A drill-in fluid is a fluid designed for drilling through the reservoir section of a well bore in a subterranean formation. The reasons for using a specially designed fluid include, but are not necessarily limited to: (1) to drill the reservoir zone successfully, often a long, horizontal drain hole; (2) to minimize damage to and maximize production of exposed zones; and (3) to facilitate the well completion needed, which may include complicated procedures. A drill-in fluid often resembles a completion fluid in that it may comprise a brine, possibly bridging agents, and/or polymers.
The term “drilling fluid” as used herein refers generically to both drilling fluids and drill-in fluids unless otherwise specified.
Other types of treatment fluids that can utilize fluid loss control materials include, but are not limited to, pills (such as inside screen pills), which are fluids with a relatively small quantity (e.g., less than 200 bbl) of a special blend of drilling fluid to accomplish a specific task that the regular drilling fluid cannot perform. Examples include high-viscosity pills to help lift cuttings out of a vertical well bore, freshwater pills to dissolve encroaching salt formations, pipe-freeing pills to destroy filter cake and relieve differential sticking forces, and lost circulation material pills to plug a thief zone. Another example is a screen pill that may be useful in conjunction with a gravel pack operation.
Examples of conventional fluid loss control additives for water-based treatment fluids include nonionic water soluble polymers, such as starches, derivatized starches, gums, derivatized gums, and cellulosics. Fluid loss additives that include starches often vary in the ratio of amylose to amylopectin content, and may or may not be modified with a crosslinking agent such as epichlorohydrin. Also, natural starches may not be uniform in terms of quality and effectiveness. These cross-linked starches often do not have thermal stability at temperatures up to about 250° F., and at temperatures above 250° F., they can only effectively be used by increased loading the treatment fluid with the cross-linked starch, constantly replenishing the treatment fluid with the cross-linked starch, or using an oxygen scavenger in conjunction with the cross-linked starch. At temperatures above 300° F., even by the use of the above mentioned measures, cross-linked starches may not be effective fluid loss control additives.

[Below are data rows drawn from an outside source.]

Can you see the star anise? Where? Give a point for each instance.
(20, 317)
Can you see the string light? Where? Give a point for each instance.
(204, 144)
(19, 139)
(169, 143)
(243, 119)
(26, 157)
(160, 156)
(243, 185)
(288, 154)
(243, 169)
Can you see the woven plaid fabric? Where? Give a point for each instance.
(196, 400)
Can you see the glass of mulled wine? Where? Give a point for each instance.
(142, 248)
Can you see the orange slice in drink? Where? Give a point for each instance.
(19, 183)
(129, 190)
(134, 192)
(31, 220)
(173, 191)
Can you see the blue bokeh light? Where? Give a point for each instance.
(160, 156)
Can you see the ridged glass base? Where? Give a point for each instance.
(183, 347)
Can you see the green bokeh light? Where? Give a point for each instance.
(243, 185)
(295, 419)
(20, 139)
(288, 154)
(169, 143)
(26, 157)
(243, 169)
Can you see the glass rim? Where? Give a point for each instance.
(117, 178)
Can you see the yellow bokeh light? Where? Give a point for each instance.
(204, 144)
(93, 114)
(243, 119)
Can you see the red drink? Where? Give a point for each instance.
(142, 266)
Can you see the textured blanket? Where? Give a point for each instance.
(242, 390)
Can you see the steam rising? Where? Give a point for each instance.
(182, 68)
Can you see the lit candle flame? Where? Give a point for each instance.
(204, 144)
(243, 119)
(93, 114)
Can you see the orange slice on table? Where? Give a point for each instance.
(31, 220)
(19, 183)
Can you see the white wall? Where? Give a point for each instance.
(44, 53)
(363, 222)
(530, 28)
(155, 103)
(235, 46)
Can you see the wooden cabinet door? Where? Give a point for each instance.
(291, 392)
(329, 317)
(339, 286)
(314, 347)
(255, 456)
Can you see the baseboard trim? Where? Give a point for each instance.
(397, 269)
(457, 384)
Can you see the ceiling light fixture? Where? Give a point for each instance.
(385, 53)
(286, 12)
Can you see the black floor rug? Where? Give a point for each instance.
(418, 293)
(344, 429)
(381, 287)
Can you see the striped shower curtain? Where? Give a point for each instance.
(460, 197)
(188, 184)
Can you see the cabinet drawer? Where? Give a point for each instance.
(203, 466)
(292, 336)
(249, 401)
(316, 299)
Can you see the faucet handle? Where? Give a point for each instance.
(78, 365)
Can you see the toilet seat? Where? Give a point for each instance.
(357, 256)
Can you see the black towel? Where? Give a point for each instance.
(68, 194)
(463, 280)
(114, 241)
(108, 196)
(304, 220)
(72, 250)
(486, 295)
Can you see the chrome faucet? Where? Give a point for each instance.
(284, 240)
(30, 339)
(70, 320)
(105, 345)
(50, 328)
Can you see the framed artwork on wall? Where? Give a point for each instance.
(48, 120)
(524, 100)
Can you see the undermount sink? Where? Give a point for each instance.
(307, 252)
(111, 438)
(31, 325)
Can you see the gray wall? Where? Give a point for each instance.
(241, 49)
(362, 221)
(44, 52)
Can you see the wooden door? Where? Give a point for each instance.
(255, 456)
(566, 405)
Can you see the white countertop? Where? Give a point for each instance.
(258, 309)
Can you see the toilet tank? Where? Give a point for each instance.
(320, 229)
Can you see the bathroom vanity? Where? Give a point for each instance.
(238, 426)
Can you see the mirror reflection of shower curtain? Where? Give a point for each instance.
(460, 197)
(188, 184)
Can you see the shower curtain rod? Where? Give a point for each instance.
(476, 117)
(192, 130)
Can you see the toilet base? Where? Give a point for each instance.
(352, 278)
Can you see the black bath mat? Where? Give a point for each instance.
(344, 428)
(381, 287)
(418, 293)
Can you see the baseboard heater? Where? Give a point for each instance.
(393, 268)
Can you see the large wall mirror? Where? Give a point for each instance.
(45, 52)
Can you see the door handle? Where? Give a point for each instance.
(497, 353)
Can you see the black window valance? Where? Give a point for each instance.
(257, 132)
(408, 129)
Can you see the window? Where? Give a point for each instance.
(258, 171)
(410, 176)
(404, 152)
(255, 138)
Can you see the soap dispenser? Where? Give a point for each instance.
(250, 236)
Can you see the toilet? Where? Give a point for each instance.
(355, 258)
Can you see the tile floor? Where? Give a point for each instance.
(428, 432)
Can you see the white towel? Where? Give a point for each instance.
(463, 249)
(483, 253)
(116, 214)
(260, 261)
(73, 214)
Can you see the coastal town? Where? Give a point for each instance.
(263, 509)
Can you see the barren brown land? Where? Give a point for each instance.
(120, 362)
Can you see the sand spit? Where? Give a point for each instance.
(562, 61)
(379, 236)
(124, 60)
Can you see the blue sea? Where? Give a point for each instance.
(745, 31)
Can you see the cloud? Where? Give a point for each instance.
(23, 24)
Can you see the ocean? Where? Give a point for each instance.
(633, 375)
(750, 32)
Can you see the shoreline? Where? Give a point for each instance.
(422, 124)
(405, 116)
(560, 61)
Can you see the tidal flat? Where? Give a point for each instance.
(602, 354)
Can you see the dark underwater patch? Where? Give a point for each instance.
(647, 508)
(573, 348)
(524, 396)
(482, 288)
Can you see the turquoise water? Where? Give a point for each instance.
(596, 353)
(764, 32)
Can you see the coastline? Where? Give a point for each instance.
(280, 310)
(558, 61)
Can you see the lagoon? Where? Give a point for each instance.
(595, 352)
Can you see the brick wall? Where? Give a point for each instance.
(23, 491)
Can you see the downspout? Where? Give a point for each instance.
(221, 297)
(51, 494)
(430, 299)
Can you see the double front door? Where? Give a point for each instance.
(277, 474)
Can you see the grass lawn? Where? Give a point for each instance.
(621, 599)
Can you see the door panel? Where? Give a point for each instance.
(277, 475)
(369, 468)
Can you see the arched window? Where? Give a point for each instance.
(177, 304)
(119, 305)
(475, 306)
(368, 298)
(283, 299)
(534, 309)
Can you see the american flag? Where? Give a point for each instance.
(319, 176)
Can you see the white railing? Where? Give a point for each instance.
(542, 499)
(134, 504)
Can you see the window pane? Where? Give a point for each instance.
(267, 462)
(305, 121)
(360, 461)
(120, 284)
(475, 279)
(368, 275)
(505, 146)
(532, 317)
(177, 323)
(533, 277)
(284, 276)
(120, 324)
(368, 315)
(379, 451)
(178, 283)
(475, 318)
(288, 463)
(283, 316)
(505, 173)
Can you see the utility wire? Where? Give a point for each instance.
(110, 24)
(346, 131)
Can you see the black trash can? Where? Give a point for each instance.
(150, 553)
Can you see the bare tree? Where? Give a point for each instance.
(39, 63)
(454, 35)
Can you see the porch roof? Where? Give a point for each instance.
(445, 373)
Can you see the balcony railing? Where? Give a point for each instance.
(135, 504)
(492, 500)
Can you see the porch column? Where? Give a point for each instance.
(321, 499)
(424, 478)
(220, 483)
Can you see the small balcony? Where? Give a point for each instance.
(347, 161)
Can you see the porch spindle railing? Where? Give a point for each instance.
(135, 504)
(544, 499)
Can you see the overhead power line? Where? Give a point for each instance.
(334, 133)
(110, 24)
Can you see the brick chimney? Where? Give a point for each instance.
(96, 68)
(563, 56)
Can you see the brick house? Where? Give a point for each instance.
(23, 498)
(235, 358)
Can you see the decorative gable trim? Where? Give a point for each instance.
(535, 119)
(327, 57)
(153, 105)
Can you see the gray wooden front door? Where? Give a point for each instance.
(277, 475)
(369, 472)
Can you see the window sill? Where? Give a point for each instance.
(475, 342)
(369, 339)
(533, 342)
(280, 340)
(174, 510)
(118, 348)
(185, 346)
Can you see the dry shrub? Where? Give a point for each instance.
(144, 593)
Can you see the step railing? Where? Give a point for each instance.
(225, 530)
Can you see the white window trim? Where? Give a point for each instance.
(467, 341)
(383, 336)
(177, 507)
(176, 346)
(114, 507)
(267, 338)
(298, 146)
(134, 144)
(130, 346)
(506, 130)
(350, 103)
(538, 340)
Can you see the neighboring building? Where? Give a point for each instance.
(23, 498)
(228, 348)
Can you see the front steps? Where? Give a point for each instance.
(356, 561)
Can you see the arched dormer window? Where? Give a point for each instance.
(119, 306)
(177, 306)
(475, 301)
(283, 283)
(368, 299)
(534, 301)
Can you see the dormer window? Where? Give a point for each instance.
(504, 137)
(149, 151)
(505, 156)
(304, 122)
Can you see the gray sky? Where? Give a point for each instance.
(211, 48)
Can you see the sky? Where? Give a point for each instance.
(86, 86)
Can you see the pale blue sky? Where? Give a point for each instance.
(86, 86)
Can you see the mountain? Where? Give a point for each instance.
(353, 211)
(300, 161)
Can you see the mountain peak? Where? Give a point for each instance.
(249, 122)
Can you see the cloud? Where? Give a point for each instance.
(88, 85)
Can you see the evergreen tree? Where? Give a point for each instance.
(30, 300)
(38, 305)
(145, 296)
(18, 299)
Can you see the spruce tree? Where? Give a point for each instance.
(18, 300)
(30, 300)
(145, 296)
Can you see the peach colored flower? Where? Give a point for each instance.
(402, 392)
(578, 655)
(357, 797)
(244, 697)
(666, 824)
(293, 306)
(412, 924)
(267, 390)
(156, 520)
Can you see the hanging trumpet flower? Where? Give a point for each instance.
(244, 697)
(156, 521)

Conventional linear synthetic polymers are also utilized, but oftentimes, they require another additive, such as a clay, to be able to effectively function as fluid loss control additives. However, the use of clay can be problematic in drill-in fluids, as removing the clay from the subterranean formation can be difficult because it infiltrates into pores of the subterranean formation. Furthermore, the addition of clay to a treatment fluid dramatically increases the viscosity of the fluid, which can cause drilling to be completed at a reduced rate. Another issue is that some synthetic polymers cannot be used successfully in conjunction with some brines, for instance, divalent brines. This brine incompatibility is thought to prevent the synthetic polymer from associating with the clay to forming bridging colloids, which are desirable because they provide a degree of fluid loss, e.g., in a drill-in fluid.